(DEPRECATED) Apache Flink User Mailing List archive.

Purpose of starting LeaderRetrievalService in DefaultDispatcherResourceManagerComponentFactory#create

Classic

List

Threaded

2 messages Options

Linlin Zhou

Purpose of starting LeaderRetrievalService in DefaultDispatcherResourceManagerComponentFactory#create

Hi,

I'm reading flink runtime source code recently, and I found that when create DispatcherResourceManagerComponent in {@link org.apache.flink.runtime.entrypoint.component.DefaultDispatcherResourceManagerComponentFactory#create}, it will start DispatcherLeaderRetrieverService and ResourceManagerLeaderRetrieverService which is in order to watch the leader address change.

And my question is - as this piece of code is part of jobmanager starting process which is meant to be the leader, then why does it watch the leader itself?

dispatcherLeaderRetrievalService = highAvailabilityServices.getDispatcherLeaderRetriever();

resourceManagerRetrievalService = highAvailabilityServices.getResourceManagerLeaderRetriever();

Thank

Andrey Zagrebin-5

Re: Purpose of starting LeaderRetrievalService in DefaultDispatcherResourceManagerComponentFactory#create

Hi Linlin,

There may be a historic confusion in terminology.

We often refer to 'JobManager' as a component which manages a single job. Names of all related classes usually contain 'JobManager'.

At the same time, we can refer to it as a master process in Flink's cluster, potentially running multiple jobs.

Currently, the master process is a single JVM process (ClusterEntryPoint) running on one machine and it consists of multiple components:

- dispatcher

- resource manager

- job manager per job or one job manager in case of per-job-cluster

All components are designed in a way that they can be separate remote JVM processes, potentially running on different machines, it is just not the case now.
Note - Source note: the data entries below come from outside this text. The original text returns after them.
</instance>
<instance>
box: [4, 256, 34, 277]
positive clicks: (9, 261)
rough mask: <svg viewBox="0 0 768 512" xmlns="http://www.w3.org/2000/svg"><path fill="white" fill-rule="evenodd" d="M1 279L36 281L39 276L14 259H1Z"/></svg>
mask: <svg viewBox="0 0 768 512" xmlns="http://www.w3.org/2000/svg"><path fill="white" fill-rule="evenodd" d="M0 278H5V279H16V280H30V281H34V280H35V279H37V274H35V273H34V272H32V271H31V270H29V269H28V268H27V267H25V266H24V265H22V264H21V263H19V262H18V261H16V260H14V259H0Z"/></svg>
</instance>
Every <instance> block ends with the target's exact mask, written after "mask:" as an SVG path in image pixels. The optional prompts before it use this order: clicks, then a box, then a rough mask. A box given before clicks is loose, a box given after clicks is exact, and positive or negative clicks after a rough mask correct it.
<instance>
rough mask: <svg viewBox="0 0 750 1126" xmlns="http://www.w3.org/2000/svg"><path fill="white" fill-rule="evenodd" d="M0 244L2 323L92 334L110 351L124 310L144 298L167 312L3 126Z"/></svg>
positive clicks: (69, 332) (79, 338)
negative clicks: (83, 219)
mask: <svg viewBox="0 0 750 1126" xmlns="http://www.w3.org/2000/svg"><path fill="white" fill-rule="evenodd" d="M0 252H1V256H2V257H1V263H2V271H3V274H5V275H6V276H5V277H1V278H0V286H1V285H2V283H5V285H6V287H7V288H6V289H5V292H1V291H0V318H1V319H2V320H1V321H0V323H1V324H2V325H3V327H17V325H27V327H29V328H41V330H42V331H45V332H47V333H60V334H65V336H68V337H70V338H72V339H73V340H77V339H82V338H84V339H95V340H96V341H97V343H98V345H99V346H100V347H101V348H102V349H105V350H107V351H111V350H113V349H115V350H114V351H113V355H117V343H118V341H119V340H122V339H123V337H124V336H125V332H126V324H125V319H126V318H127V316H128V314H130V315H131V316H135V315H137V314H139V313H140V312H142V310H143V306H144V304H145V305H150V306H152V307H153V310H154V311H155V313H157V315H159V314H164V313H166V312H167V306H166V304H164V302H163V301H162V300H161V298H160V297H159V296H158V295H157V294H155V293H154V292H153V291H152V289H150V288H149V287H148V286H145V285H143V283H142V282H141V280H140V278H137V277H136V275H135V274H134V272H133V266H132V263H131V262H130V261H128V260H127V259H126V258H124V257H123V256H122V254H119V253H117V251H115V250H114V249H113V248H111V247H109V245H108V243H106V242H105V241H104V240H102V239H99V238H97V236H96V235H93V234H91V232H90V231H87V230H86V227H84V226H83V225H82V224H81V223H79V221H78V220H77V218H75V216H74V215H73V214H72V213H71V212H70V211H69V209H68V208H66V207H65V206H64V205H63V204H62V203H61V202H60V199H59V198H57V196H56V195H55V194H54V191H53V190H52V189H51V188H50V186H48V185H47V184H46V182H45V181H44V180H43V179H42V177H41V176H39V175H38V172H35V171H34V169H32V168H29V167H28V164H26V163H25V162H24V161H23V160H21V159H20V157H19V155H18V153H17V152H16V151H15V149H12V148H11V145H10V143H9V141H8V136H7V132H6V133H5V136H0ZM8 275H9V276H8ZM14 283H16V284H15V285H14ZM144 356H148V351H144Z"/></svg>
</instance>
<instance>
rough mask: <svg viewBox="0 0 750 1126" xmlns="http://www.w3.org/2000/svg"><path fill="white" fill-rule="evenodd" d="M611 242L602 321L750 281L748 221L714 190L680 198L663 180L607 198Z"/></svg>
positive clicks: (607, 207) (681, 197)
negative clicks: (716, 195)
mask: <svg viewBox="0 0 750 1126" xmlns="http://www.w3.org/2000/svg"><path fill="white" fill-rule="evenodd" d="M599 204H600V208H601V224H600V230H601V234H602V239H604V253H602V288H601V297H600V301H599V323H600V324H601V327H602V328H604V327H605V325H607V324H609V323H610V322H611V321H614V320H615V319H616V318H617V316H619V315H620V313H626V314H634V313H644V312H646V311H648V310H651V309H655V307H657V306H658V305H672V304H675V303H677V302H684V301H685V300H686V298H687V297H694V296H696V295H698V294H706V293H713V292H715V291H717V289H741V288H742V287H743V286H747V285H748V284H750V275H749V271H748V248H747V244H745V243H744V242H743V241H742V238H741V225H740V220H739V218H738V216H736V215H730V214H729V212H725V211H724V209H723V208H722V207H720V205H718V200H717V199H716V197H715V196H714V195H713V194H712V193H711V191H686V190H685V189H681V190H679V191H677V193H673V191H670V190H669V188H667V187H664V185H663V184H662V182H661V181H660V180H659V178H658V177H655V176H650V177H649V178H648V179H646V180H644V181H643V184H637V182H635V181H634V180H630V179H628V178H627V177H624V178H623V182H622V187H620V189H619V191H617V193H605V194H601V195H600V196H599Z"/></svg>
If they are separate remote processes then each of them needs its own leader service to discover each other. This is why it is implemented like you see it.

Best,

Andrey

On Wed, Jul 1, 2020 at 4:18 AM Linlin Zhou <[hidden email]> wrote:

Hi,
I'm reading flink runtime source code recently, and I found that when create DispatcherResourceManagerComponent in {@link org.apache.flink.runtime.entrypoint.component.DefaultDispatcherResourceManagerComponentFactory#create}, it will start DispatcherLeaderRetrieverService and ResourceManagerLeaderRetrieverService which is in order to watch the leader address change.
And my question is - as this piece of code is part of jobmanager starting process which is meant to be the leader, then why does it watch the leader itself?
dispatcherLeaderRetrievalService = highAvailabilityServices.getDispatcherLeaderRetriever();

resourceManagerRetrievalService = highAvailabilityServices.getResourceManagerLeaderRetriever();
Thank